Affecting up to 12% of school age children, students with the learning disabilities designated as dyslexia, dysgraphia, and oral and written language learning disability (OWL LD) are characterized by impaired abilities in oral language, reading, handwriting, spelling, and writing. While experts aren’t sure what causes these disabilities, they to tend to run in families, and affect the areas of the brain associated with processing language. Difficulty with reading and spelling is connected to problems relating letters and words to their corresponding speech sounds, a process known as decoding.
Although many of these students struggle academically due to their disability, it is important to note that individuals with dyslexia have normal intelligence and vision. Furthermore, they typically possess significant strengths and abilities, such as expansive creative abilities, that are often overlooked or misunderstood.
While there isn’t a cure for dyslexia, early identification, assessment, and intervention can help students thrive in the classroom. Teachers often play an important role in identifying the signs and symptoms of dyslexia when they become more obvious, usually during the elementary school years as students learn to read and write. The severity of symptoms varies from child to child, but there are certain signs teachers can look out for.
Dyslexia Symptoms in the Classroom
The following are some of the most common symptoms of dyslexia that appear in a classroom setting. However, these signs may not be evident in all individuals with dyslexia, and this list does not include all possible symptoms.
Difficulty Spelling and Reading
As students learn to read, they may make seemingly random guesses at words based on word shape. They might also reverse letters while learning to write, such as writing “d” instead of “b.” While all children occasionally reverse letters during the early stages of learning to write, the problem persists beyond the second or third grade in students with dyslexia. Understanding words with multiple syllables is also difficult for students with dyslexia. Other common signs include misreading short words, such as “a” and “as,” and “then” and “there.” Students with dyslexia often rely on spelling words phonetically, making homophones particularly tricky.
Poor Memory Recall
Memorizing non-personal facts can be difficult for many children with dyslexia. In addition, they may struggle with memorizing a sequence of steps, especially when there is no logic involved, and with number sequences, phone numbers, multiplication tables, the alphabet, and more. However, facts that are personally relevant, such as their own address and phone number, are often non-issues.
This is one of the most obvious signs teachers can look for in the classroom. Students frequently deal with dysgraphia, or difficulty writing. They struggle with staying in the lines and writing letters consistently. Because individuals with dyslexia often have weak fine motor skills, watch for abnormal pencil grip and students who move their whole arm to write rather than their fingers. They might also hold their arm or wrist in an awkward position while writing.
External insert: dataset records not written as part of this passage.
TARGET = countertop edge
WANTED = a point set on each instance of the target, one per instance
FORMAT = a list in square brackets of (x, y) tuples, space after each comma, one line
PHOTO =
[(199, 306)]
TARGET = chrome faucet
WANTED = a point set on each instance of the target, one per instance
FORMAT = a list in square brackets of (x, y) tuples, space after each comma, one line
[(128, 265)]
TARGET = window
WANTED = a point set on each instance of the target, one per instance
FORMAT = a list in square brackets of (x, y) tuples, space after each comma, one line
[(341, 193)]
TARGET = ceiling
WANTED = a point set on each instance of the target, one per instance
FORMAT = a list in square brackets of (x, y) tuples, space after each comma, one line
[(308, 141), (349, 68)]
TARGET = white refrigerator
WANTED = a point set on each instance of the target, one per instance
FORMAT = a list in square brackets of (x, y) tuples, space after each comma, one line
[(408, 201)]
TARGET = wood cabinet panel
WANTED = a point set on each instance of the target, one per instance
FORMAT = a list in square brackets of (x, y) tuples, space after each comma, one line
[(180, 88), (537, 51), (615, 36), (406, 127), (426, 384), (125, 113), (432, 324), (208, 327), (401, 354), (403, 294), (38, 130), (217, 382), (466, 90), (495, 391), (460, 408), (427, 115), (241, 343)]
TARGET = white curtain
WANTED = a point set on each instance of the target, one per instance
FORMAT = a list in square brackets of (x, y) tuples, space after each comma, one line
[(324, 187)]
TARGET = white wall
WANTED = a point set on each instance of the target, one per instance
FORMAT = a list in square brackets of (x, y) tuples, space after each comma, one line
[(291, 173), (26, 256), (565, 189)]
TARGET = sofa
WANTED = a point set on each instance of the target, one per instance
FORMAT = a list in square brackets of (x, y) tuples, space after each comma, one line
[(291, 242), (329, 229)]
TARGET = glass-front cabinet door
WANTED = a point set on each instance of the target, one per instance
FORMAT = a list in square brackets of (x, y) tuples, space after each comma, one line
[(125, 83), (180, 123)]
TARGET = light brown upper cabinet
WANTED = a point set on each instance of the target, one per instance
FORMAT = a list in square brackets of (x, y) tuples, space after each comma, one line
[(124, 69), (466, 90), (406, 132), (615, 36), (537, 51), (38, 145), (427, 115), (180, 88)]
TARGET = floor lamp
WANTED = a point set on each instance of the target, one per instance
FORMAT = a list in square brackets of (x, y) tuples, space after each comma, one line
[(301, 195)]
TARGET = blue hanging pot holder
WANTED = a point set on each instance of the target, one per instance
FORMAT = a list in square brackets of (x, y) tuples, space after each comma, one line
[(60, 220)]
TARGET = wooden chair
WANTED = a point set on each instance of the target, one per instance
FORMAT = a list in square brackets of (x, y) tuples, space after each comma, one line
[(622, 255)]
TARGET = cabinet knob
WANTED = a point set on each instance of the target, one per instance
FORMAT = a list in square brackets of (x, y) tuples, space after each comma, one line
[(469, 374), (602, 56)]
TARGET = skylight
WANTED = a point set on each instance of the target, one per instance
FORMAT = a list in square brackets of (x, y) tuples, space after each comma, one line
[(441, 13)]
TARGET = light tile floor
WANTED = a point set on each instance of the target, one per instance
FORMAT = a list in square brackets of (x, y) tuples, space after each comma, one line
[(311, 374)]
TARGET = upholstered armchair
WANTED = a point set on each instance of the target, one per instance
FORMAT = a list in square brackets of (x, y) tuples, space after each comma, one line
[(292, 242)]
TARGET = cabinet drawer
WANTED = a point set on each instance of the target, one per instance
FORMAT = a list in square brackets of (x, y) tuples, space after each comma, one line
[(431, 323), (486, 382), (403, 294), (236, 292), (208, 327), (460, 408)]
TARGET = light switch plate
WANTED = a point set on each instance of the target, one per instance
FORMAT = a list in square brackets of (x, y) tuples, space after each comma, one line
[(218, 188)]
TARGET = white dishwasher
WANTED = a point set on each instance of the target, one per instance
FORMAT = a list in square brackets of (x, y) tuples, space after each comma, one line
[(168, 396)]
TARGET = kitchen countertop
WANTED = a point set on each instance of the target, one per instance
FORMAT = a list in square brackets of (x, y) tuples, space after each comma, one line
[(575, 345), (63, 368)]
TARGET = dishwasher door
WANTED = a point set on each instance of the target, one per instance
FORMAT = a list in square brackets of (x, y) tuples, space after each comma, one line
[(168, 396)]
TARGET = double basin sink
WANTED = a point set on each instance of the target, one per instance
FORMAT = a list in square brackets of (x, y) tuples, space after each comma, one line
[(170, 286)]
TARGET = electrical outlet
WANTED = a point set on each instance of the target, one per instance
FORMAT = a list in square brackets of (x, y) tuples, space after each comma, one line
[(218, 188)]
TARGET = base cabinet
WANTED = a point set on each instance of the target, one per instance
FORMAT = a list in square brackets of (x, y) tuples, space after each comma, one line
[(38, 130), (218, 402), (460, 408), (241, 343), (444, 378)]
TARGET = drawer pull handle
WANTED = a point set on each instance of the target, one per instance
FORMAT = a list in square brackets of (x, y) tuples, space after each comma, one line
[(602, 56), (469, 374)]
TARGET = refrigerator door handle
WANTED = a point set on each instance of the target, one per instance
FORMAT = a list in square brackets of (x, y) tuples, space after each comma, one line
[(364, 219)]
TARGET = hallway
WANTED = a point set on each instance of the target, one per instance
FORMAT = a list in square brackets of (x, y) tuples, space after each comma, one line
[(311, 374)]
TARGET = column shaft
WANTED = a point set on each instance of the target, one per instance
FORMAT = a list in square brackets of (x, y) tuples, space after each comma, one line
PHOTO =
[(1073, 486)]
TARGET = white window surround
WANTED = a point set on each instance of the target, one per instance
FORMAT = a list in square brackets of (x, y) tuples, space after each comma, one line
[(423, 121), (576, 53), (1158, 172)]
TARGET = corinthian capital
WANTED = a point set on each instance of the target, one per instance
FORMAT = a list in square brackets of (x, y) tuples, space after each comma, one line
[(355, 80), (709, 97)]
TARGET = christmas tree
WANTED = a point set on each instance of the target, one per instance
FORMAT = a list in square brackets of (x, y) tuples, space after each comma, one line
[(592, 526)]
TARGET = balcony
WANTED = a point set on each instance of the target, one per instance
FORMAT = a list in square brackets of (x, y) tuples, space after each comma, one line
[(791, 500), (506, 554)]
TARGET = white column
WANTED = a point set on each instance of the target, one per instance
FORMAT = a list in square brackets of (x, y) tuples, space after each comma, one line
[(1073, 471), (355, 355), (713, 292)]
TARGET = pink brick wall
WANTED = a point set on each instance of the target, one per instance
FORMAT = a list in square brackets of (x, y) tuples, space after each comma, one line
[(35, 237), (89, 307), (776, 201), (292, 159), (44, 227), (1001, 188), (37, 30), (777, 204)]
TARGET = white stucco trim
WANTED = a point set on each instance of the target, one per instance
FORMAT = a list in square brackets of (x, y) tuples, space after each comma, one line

Students with dyslexia also struggle to differentiate directional differences, such as left and right, top and bottom, and more. It is difficult for them to understand these abstract concepts, which often results in the letter reversals covered above. Or, for example, if students are supposed to write their name in the top-right corner of a page and they frequently write it elsewhere, they may struggle with understanding directional differences. The term “directional dyslexia” is often used to describe these issues.
Struggles with Math
Many children with dyslexia struggle with mathematics skills, due to the memorization and sequential processing weaknesses associated with this learning disability. In older students, algebra can be particularly problematic because it mixes both letters and numbers. In addition, students with dyslexia will have difficulty understanding word problems. Reading comprehension is hard for them, so they may not understand what they’re being asked to do.
Strengths of Students With Dyslexia
Research using magnetic resonance imaging (MRI) has revealed differences not only in sizes of portions of the left and right hemispheres of the brain, but differences in the corpus callosum, a band of nerve fibers connecting the two hemispheres which is much larger in dyslexics. These neurological differences seem to account for some significant strengths individuals with dyslexia often display. According to The Yale Center for Dyslexia & Creativity, children and adults with dyslexia are highly creative and have many cognitive and emotional strengths. One example is improved pattern recognition. Individuals with dyslexia are great at understanding complex systems and identifying similarities among groups. They often have strong spatial reasoning, and are able to mentally manipulate 3-D objects and understand the relationship between shapes. They also have enhanced picture recognition memory and an intuitive approach to problem solving.
It’s important for teachers to understand a student with dyslexia as a whole person, with strengths as well as weaknesses. For example, teachers can identify tasks students are good at and acknowledge them during one-on-one instruction, as well as encouraging them to use outside-the-box thinking when it comes to problem solving. Teachers can also provide alternative ways of accessing information, such as visual displays and graphic organizers.